Peggy Browning Fellowships provide law students with work experiences fighting for social and economic justice, which inspires them to pursue careers in public interest labor law. The fellows have demonstrated their commitment to workers’ rights through their previous educational, work, volunteer, and personal experiences.
Hannah Cohen Smith, whose fellowship is at the United Steelworkers in Pittsburgh, attributes her commitment to workers’ rights to watching her father advocate for educators and serve as president of his teachers’ union, the Seminole Education Association. That commitment continues during her fellowship.
“The most valuable thing I’ve learned about my fellowship so far has been seeing how attorneys fit into the overall labor movement by supporting union members' individualized needs,” she says. “The modern labor movement involves so many complex, changing issues, and it's been so helpful learning what lawyers can and cannot do to address the problems affecting workers.”
At U-M, she serves on the boards of the Women Law Students Association and the Street Law Pro Bono Project, where she teaches weekly legal lessons to kids at the Washtenaw County Juvenile Detention Center.

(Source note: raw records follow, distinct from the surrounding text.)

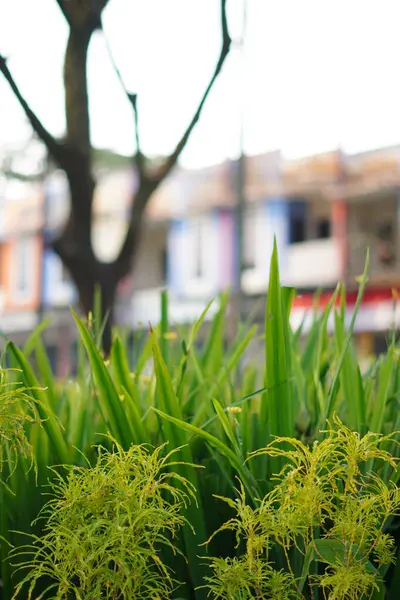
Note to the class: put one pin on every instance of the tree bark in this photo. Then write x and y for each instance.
(74, 156)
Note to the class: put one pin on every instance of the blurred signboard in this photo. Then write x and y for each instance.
(373, 170)
(311, 172)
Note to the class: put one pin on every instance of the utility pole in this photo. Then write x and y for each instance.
(240, 175)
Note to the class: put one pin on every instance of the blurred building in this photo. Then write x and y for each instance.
(324, 210)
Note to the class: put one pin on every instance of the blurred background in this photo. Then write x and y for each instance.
(299, 138)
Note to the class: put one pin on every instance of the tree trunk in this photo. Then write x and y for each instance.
(100, 278)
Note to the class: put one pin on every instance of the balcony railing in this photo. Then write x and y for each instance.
(380, 271)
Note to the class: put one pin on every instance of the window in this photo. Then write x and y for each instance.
(22, 267)
(297, 222)
(65, 276)
(164, 264)
(323, 229)
(198, 239)
(249, 240)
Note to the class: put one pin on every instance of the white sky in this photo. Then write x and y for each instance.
(317, 72)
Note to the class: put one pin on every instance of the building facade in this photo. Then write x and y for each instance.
(325, 211)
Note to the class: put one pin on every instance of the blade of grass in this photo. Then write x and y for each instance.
(108, 396)
(335, 381)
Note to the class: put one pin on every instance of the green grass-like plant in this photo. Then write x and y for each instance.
(326, 518)
(17, 410)
(202, 388)
(106, 526)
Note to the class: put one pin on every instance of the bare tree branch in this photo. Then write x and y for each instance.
(83, 13)
(54, 147)
(149, 183)
(132, 99)
(226, 43)
(63, 5)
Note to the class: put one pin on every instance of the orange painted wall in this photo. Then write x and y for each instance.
(8, 264)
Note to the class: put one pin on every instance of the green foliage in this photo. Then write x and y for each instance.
(17, 409)
(322, 509)
(106, 526)
(216, 396)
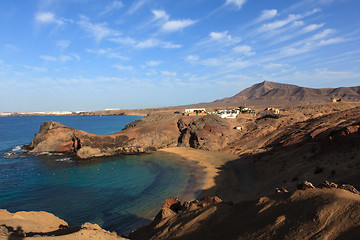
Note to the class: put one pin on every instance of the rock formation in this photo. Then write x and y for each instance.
(43, 225)
(150, 133)
(311, 213)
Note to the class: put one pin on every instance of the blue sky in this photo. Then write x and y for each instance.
(90, 55)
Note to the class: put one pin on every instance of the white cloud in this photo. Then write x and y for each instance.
(312, 27)
(136, 6)
(153, 63)
(168, 74)
(160, 14)
(114, 5)
(273, 65)
(332, 41)
(61, 58)
(192, 58)
(97, 30)
(108, 52)
(322, 34)
(48, 58)
(48, 18)
(176, 25)
(219, 35)
(125, 41)
(63, 44)
(280, 23)
(12, 47)
(36, 69)
(224, 37)
(244, 49)
(148, 43)
(212, 62)
(266, 15)
(237, 3)
(123, 68)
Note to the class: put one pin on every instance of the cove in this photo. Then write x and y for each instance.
(119, 193)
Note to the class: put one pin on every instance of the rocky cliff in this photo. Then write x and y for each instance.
(150, 133)
(43, 225)
(311, 213)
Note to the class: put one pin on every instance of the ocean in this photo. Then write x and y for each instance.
(119, 193)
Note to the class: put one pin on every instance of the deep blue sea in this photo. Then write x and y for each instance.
(117, 193)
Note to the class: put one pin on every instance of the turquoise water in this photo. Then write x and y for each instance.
(117, 193)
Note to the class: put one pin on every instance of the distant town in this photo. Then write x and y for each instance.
(8, 114)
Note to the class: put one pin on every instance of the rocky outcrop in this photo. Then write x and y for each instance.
(208, 133)
(43, 225)
(55, 137)
(150, 133)
(311, 213)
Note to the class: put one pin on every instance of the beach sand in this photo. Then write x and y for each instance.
(236, 185)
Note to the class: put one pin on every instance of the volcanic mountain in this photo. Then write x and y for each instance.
(286, 94)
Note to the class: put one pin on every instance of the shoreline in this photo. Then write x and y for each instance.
(209, 162)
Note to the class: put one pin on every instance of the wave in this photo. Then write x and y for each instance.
(64, 160)
(49, 154)
(17, 149)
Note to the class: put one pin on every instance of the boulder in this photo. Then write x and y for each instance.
(327, 184)
(349, 188)
(305, 185)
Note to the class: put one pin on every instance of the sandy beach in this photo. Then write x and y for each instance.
(235, 185)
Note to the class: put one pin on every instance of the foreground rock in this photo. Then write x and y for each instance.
(312, 213)
(43, 225)
(147, 134)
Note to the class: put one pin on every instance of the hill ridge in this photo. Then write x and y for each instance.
(274, 93)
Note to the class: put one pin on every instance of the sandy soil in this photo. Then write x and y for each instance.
(242, 177)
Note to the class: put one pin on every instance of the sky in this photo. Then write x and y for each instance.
(70, 55)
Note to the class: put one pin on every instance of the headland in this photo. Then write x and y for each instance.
(271, 152)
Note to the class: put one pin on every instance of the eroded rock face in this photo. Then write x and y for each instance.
(55, 137)
(44, 225)
(208, 133)
(150, 133)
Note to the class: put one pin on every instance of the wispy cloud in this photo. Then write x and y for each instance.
(107, 52)
(237, 3)
(153, 63)
(147, 43)
(170, 25)
(244, 49)
(136, 6)
(36, 69)
(63, 44)
(291, 19)
(224, 37)
(192, 58)
(123, 67)
(12, 47)
(168, 73)
(176, 25)
(112, 6)
(48, 18)
(97, 30)
(266, 15)
(61, 58)
(160, 14)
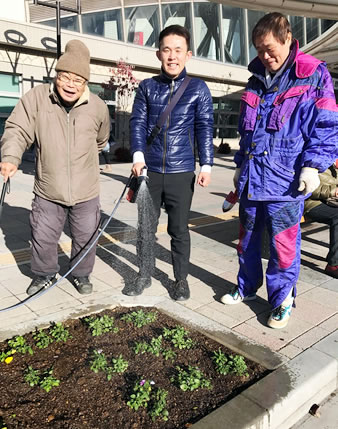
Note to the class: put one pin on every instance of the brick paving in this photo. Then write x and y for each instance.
(213, 264)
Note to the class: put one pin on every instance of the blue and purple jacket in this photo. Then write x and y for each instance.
(290, 125)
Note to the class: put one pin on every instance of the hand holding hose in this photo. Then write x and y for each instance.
(137, 168)
(8, 170)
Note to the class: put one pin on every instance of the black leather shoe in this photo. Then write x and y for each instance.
(40, 282)
(181, 291)
(83, 285)
(137, 287)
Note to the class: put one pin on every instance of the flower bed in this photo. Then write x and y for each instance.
(121, 368)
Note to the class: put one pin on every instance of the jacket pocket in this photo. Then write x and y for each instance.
(279, 180)
(191, 143)
(284, 105)
(249, 108)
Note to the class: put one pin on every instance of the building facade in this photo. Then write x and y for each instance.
(129, 30)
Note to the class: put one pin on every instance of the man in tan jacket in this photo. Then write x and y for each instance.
(69, 126)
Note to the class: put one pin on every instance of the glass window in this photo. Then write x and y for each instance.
(253, 17)
(233, 30)
(207, 30)
(104, 93)
(326, 24)
(312, 29)
(67, 23)
(226, 114)
(177, 14)
(9, 83)
(10, 91)
(106, 24)
(297, 27)
(143, 25)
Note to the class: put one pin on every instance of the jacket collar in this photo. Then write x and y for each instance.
(306, 64)
(168, 79)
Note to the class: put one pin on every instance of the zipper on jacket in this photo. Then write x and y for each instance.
(68, 148)
(167, 127)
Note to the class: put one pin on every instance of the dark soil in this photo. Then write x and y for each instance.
(85, 399)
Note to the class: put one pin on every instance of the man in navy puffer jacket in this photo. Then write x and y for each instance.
(170, 158)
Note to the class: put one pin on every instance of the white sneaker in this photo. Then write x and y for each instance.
(234, 297)
(280, 316)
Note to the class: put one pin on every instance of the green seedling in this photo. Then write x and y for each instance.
(8, 354)
(154, 347)
(19, 344)
(169, 354)
(101, 325)
(59, 332)
(178, 337)
(119, 365)
(158, 403)
(190, 379)
(42, 339)
(49, 381)
(32, 376)
(141, 395)
(140, 318)
(99, 362)
(46, 381)
(230, 364)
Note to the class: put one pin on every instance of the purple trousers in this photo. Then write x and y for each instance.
(47, 221)
(282, 220)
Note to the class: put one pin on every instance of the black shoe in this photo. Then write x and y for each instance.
(40, 282)
(181, 291)
(137, 287)
(83, 285)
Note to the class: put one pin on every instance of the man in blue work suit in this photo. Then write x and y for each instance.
(288, 127)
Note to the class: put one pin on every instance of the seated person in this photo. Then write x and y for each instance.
(322, 207)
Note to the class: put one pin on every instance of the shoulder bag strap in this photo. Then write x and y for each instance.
(166, 112)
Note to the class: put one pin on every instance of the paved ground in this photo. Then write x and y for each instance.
(213, 265)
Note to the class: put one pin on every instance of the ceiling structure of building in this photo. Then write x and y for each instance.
(325, 9)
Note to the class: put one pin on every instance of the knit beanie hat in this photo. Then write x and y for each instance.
(75, 60)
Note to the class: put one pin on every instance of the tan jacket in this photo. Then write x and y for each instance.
(67, 144)
(326, 191)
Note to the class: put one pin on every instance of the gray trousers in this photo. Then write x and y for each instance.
(47, 221)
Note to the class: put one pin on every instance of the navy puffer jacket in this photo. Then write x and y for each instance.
(173, 151)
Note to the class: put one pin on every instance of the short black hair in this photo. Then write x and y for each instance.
(275, 23)
(178, 30)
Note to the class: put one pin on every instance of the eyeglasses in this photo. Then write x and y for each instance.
(66, 79)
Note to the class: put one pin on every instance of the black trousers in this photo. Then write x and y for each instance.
(328, 215)
(175, 190)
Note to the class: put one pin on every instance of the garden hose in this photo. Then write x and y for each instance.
(45, 290)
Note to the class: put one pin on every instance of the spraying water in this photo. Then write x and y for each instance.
(145, 244)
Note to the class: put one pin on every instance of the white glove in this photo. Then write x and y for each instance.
(236, 177)
(308, 180)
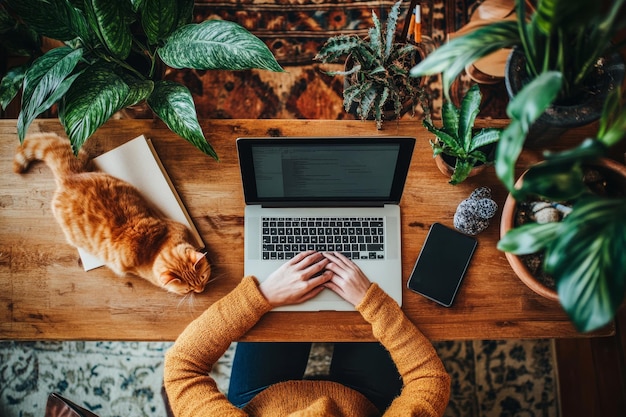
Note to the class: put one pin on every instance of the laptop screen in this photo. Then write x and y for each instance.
(314, 171)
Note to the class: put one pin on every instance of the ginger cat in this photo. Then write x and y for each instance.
(108, 218)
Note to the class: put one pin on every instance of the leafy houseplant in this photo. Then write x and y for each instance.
(457, 138)
(110, 60)
(378, 73)
(563, 42)
(585, 251)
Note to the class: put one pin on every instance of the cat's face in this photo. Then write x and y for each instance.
(182, 270)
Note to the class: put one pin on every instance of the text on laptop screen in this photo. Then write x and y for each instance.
(315, 171)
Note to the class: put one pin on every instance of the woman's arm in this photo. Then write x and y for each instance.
(190, 389)
(426, 387)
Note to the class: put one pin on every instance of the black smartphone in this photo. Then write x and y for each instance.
(441, 264)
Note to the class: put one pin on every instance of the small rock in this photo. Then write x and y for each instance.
(472, 214)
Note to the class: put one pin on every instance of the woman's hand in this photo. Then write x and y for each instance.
(348, 281)
(296, 281)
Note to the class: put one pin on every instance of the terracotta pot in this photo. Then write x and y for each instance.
(506, 223)
(611, 168)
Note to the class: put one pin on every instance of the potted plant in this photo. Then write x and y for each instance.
(377, 70)
(566, 45)
(110, 56)
(459, 150)
(584, 252)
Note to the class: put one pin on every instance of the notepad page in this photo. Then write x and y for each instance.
(137, 163)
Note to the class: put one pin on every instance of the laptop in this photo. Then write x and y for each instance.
(327, 194)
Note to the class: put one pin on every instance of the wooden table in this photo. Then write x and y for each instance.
(46, 295)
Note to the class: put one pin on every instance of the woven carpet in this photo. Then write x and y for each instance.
(123, 379)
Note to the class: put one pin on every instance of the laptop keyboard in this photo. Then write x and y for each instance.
(355, 237)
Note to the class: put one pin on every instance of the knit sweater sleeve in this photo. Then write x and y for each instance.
(426, 384)
(190, 389)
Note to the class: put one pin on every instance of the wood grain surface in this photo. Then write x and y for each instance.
(46, 295)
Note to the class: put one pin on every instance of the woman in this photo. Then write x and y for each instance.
(192, 392)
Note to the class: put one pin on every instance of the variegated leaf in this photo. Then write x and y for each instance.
(93, 98)
(216, 44)
(173, 103)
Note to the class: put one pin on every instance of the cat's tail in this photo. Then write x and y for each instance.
(51, 148)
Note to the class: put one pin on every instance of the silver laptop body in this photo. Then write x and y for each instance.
(305, 186)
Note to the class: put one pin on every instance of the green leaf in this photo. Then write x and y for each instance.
(173, 103)
(185, 12)
(450, 119)
(448, 142)
(451, 58)
(588, 261)
(560, 176)
(159, 18)
(41, 81)
(11, 84)
(485, 137)
(525, 108)
(110, 23)
(470, 106)
(138, 89)
(529, 238)
(216, 44)
(390, 28)
(462, 168)
(94, 97)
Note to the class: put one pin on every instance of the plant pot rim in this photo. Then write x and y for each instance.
(506, 223)
(518, 266)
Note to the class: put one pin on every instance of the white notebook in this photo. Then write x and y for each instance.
(137, 163)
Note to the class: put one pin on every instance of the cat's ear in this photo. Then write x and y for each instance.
(197, 257)
(168, 277)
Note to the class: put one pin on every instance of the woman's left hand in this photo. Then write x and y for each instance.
(297, 280)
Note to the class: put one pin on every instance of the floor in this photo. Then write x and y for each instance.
(118, 379)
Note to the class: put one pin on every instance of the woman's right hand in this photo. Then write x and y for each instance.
(348, 281)
(297, 280)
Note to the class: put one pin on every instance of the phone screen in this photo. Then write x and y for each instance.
(441, 264)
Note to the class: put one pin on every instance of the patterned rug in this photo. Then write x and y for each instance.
(123, 379)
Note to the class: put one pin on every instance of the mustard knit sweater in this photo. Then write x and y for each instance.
(193, 393)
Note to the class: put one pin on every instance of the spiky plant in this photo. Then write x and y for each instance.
(379, 75)
(109, 60)
(457, 138)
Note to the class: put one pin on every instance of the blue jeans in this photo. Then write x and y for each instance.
(364, 367)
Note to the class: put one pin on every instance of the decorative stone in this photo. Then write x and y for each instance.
(472, 214)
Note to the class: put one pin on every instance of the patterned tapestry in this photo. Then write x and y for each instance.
(295, 30)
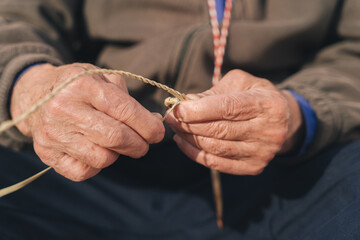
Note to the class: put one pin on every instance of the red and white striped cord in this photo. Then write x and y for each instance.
(219, 36)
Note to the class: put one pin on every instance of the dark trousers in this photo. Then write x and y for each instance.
(150, 199)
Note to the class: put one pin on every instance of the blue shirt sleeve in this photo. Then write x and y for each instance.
(311, 121)
(17, 79)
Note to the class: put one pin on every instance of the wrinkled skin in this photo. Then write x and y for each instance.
(238, 125)
(85, 127)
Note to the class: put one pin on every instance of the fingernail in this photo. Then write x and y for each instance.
(176, 138)
(158, 115)
(193, 96)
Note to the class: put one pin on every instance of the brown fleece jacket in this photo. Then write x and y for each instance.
(309, 46)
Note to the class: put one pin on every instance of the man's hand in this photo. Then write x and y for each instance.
(238, 125)
(86, 125)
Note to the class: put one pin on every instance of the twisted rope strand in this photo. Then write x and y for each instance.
(11, 123)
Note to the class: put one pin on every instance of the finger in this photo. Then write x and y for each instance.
(226, 130)
(238, 167)
(98, 128)
(112, 100)
(117, 80)
(75, 170)
(222, 148)
(233, 106)
(64, 164)
(82, 149)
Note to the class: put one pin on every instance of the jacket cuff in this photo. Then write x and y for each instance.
(329, 123)
(13, 138)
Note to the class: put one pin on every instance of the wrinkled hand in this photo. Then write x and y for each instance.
(238, 125)
(86, 125)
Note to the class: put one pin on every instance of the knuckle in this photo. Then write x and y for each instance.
(125, 110)
(219, 130)
(55, 107)
(141, 151)
(114, 138)
(266, 155)
(83, 172)
(157, 132)
(212, 163)
(255, 171)
(230, 105)
(104, 160)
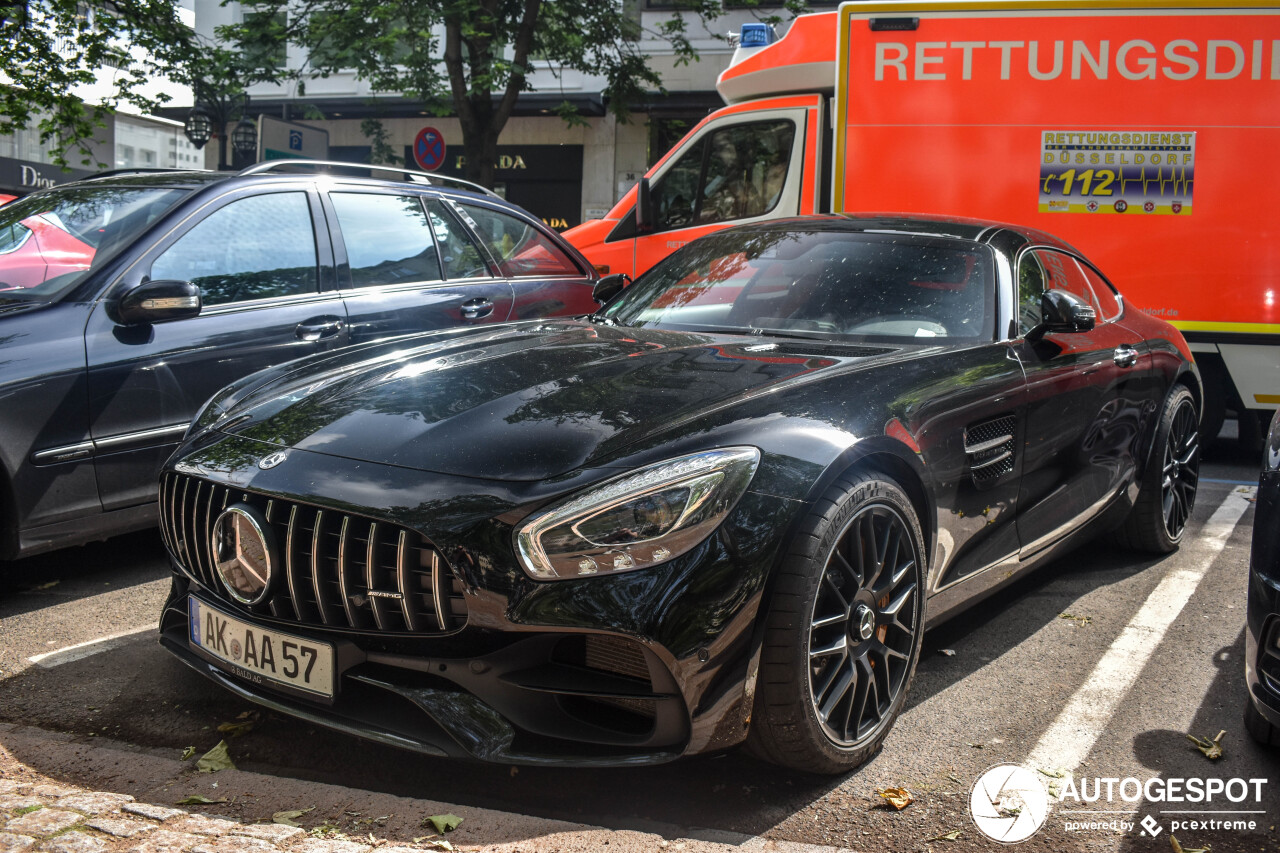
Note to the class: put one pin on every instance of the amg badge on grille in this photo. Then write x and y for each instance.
(243, 546)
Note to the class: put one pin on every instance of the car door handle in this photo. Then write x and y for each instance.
(1125, 356)
(319, 328)
(476, 308)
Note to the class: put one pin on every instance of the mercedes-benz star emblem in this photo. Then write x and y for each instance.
(865, 621)
(243, 544)
(272, 460)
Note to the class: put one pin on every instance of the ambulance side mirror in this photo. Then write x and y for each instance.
(644, 208)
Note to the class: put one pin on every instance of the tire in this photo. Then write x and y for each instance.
(1258, 728)
(842, 629)
(1168, 491)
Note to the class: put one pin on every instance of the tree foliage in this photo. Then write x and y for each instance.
(50, 48)
(474, 58)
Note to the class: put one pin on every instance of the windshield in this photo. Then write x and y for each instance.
(50, 241)
(818, 283)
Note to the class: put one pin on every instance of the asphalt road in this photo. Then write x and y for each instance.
(1100, 665)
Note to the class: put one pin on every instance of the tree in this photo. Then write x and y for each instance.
(472, 58)
(50, 48)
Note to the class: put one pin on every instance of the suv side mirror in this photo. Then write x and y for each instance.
(608, 287)
(158, 301)
(1064, 311)
(644, 208)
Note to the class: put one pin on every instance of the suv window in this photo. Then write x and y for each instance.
(252, 249)
(388, 238)
(13, 236)
(462, 258)
(519, 247)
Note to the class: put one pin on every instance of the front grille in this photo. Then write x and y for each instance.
(990, 447)
(339, 570)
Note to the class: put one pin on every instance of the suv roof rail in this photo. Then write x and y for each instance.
(113, 173)
(324, 165)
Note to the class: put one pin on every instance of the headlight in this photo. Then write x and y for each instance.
(638, 520)
(1271, 460)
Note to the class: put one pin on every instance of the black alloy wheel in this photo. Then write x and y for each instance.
(863, 626)
(1166, 492)
(842, 629)
(1180, 474)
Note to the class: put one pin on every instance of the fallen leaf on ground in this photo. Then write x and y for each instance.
(443, 822)
(897, 797)
(215, 760)
(288, 817)
(1212, 749)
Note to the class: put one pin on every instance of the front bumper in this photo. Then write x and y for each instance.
(629, 669)
(1262, 632)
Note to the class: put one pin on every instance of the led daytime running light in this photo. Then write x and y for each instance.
(712, 475)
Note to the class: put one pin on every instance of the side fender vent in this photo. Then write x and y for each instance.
(990, 448)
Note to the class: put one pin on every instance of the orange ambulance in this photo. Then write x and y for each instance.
(1146, 133)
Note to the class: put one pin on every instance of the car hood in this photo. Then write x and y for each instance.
(522, 402)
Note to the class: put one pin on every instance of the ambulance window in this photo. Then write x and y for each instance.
(746, 168)
(1109, 305)
(735, 172)
(675, 192)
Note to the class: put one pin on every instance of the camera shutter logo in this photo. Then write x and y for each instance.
(1008, 803)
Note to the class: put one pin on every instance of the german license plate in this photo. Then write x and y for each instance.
(259, 655)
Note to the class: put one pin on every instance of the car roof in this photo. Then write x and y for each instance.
(927, 226)
(298, 169)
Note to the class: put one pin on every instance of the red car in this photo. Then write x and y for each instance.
(39, 247)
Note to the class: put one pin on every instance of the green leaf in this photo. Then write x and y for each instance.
(1212, 749)
(443, 822)
(215, 760)
(288, 817)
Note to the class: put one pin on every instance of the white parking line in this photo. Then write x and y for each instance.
(81, 651)
(1068, 742)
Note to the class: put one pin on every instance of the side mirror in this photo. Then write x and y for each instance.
(158, 301)
(1064, 311)
(608, 287)
(644, 208)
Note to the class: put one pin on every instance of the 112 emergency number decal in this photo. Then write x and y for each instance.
(1127, 172)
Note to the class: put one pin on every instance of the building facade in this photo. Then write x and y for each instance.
(565, 174)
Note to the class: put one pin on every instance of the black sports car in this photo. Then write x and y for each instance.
(1262, 634)
(722, 509)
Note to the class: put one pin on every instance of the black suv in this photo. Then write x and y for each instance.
(128, 299)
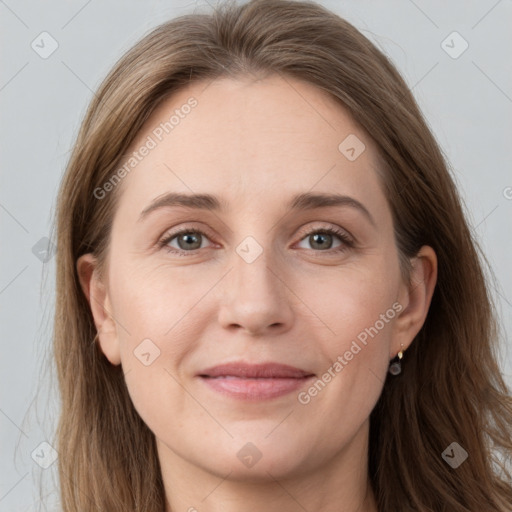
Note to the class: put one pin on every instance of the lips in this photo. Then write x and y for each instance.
(254, 381)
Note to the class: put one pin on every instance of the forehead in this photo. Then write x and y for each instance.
(247, 138)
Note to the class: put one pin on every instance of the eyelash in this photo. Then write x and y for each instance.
(347, 242)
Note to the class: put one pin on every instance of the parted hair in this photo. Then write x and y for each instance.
(451, 388)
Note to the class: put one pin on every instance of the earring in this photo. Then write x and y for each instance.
(395, 367)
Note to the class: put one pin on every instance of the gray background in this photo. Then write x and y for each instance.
(467, 101)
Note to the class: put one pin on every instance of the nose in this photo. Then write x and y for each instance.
(256, 298)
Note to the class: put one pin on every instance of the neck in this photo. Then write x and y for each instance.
(339, 485)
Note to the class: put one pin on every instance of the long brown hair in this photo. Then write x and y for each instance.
(450, 390)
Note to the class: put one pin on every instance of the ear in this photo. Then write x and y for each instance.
(97, 295)
(415, 298)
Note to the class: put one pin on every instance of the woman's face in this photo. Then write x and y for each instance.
(254, 339)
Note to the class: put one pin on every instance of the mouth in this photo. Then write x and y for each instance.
(254, 381)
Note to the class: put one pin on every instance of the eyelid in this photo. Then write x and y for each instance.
(347, 240)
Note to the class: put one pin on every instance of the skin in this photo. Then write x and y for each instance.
(254, 144)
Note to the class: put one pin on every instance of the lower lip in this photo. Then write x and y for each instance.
(254, 389)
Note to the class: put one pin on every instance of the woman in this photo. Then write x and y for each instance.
(268, 297)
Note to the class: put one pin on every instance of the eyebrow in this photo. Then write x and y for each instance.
(304, 201)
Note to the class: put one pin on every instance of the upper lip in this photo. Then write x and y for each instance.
(254, 371)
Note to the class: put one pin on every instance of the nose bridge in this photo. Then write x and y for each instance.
(255, 298)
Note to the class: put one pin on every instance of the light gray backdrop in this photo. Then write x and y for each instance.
(54, 55)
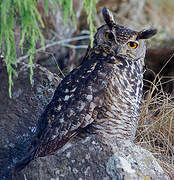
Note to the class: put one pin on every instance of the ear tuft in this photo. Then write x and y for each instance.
(146, 34)
(108, 17)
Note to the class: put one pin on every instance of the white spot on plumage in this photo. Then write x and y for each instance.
(89, 97)
(66, 98)
(87, 117)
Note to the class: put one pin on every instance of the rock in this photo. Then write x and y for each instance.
(90, 158)
(19, 115)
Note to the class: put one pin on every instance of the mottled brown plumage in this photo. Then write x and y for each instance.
(104, 92)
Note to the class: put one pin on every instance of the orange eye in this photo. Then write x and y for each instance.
(109, 36)
(132, 44)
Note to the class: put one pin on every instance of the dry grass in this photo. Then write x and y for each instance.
(156, 126)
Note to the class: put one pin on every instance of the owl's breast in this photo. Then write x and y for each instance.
(119, 114)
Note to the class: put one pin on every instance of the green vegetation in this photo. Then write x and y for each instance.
(25, 15)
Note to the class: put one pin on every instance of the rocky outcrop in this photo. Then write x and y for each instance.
(19, 115)
(91, 159)
(85, 157)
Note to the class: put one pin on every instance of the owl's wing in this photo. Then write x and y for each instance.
(72, 105)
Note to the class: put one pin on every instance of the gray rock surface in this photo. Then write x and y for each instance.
(84, 158)
(91, 159)
(19, 115)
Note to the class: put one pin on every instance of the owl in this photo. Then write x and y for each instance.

As a graduate of New York City Public Schools, Nina Leeds comes full circle in her fellowship with the New York State United Teachers in Latham, New York.
“I have been particularly lucky because I am able to complete my fellowship with NYSUT, an organization I feel especially connected to because my mother, and many of my earliest mentors, are proud NYSUT members,” she says.
Leeds, who served as a 1L Representative for the Michigan Immigration and Labor Law Association, always had an interest in labor and employment law and majored in industrial and labor relations as an undergraduate at Cornell.
Says Leeds: “Being able to apply my undergraduate education, as well as what I’ve learned in my first year at Michigan Law, has been so exciting and has really helped confirm that I indeed want to pursue a career in labor and employment law.”
Kaleb TerBush’s fellowship is at United Auto Workers in Detroit, a fitting organization for the lifelong Michigander and son of union teachers.
“I've always believed that the labor movement and unions are crucial in the fight for economic justice,” he says. During law school, TerBush has represented unemployment insurance claimants in the Workers’ Rights Clinic, co-led the Eviction Defense Team, and sat on the executive board of the National Lawyers Guild student chapter.
He spent last summer with a civil legal services organization assisting clients with eviction proceedings, public benefits claims, and expungements. After law school, Kaleb looks forward to a career in the labor movement advocating for workers and a more economically just society.
“Spending my summer with a labor union and learning about the work labor lawyers do has been an invaluable experience that will help me hit the ground running as an advocate for working people after graduation.”